La prima responsabilità di questa situazione sta naturalmente nella debolezza della politica, in parte intrinseca, in parte - come dicevo - indotta a forza. Ma c'è anche un sistema di leggi, di norme, di codici e codicilli, farraginoso e bizantino, in cui è difficile districarsi, anche perché spesso all'interno delle amministrazioni comunali mancano le competenze. In questi anni alla debolezza della politica si è accompagnata una debolezza della struttura amministrativa, della burocrazia, anche perché i dirigenti vengono scelti più per la propria fedeltà all'amministrazione che per le reali competenze, e così si alimenta un corto circuito pericoloso.
Non entro nel merito delle ultime vicende di attualità, ma oggettivamente adesso a chi mai verrebbe voglia di fare il sindaco? A Forrest Gump o a Pietro Gambadilegno. Il primo non si rende conto di cosa gli succede intorno e rischia di diventare una facile pedina per gli interessi di altri, il secondo ha ormai una scorza così dura che l'ennesimo avviso di garanzia non gli fa né caldo né freddo, anche perché i cittadini - tutti noi - siamo così abituati alla corruzione, che non ci facciamo neppure più caso. E piano piano i cittadini normali, quelli che non sono troppo stupidi o troppo corrotti, si allontanano, e, anche quando si avvicinano, vengono allontanati. Non si sa mai: a volte la normalità è contagiosa.
Da tutto questo chi ci guadagna? Sempre i peggiori ovviamente, quelli che riescono a piegare la politica ai loro interessi, quelli che se ne fregano dei bisogni dei cittadini o della difesa del territorio, ma hanno bisogno di costruire nuove strade, nuovi centri commerciali, nuove case in cui non andrà ad abitare nessuno. E ci guadagna soprattutto chi ha interesse a convincerci che la politica fa schifo, tutta, da tutte le parti, chi ha interesse che la partecipazione al voto cali, perché è più economico corrompere pochi che molti. Ci guadagnano quelli sta preparando una soluzione in cui la politica serva sempre meno, perché la politica costa - e quindi togliamo di qui e di là, dai senatori ai consiglieri provinciali - perché la politica è troppo lenta - mentre uno solo decide in fretta - perché la politica fa nascere contrapposizioni, mentre ci sono soluzioni tecniche che sono perfette, che vanno bene a tutti, che non sono né di destra né di sinistra. Se vi sembra di riconoscere formule e personaggi che in questi tempi vanno per la maggiore è perché è proprio così che è andata. Quelli di Repubblica e del Corriere non vedevano l'ora che fossero indagati i sindaci del Movimento Cinque stelle, perché questo è il segno che la politica è irrecuperabile e la soluzione è sempre quella: meno democrazia.
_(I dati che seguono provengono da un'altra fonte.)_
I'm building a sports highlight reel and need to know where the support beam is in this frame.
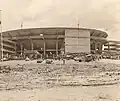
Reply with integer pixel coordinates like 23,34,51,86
4,35,65,40
56,37,58,56
3,49,15,54
3,39,16,44
62,39,65,54
99,43,102,53
31,42,34,50
43,40,46,58
14,43,17,55
97,42,102,53
3,44,15,49
30,39,34,50
20,43,23,55
95,41,97,53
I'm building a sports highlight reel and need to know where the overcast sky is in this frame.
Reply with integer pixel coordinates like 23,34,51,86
0,0,119,40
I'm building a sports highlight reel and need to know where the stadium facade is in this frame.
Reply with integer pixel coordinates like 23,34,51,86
0,27,108,58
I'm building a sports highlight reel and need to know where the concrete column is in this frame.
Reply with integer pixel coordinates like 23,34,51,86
95,41,97,53
43,40,46,57
99,43,102,53
29,38,34,50
14,43,17,55
20,43,23,55
64,39,65,54
31,40,34,50
56,38,58,56
98,42,102,53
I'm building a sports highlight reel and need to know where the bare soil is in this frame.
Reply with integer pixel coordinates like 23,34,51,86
0,59,120,101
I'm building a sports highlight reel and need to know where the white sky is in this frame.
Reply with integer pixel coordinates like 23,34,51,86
0,0,119,40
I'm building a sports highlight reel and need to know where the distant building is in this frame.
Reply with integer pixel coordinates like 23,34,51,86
104,41,120,52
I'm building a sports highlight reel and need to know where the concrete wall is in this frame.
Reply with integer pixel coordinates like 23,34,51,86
65,29,90,53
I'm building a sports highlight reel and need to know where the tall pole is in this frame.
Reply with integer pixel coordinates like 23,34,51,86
77,20,80,29
0,10,3,61
56,30,58,57
21,21,23,30
20,21,23,55
77,20,79,53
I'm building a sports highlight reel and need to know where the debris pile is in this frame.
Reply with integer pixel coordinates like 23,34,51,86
0,65,11,73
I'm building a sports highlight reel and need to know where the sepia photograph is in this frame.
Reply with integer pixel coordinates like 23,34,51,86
0,0,120,101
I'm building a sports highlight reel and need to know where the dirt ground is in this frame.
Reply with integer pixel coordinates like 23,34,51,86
0,85,120,101
0,59,120,101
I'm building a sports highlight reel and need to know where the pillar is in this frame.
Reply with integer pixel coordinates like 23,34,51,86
31,40,34,50
56,38,58,56
99,43,102,53
98,42,102,53
20,43,23,55
95,41,97,53
14,43,17,55
43,40,46,58
64,39,65,54
29,38,34,51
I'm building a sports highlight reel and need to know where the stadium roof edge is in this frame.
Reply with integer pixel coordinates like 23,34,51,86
2,27,108,38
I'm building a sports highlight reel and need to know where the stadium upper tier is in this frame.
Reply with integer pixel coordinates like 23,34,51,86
2,27,108,40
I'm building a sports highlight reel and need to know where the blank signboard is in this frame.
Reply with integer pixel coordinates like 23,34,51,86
65,29,90,53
Naturalmente possiamo anche andare avanti così e continuare a essere contenti se il sindaco del partito a noi avverso riceve un avviso di garanzia - e io, da vecchio fazioso, continuo a essere contento quando un sindaco del pd ne riceve uno - ma se andiamo avanti per questa strada, se continuiamo a preferire la via giudiziaria a quella politica, se non richiamiamo i cani che tutti abbiamo sguinzagliato, ne farà la spese la democrazia. Che sta sempre peggio.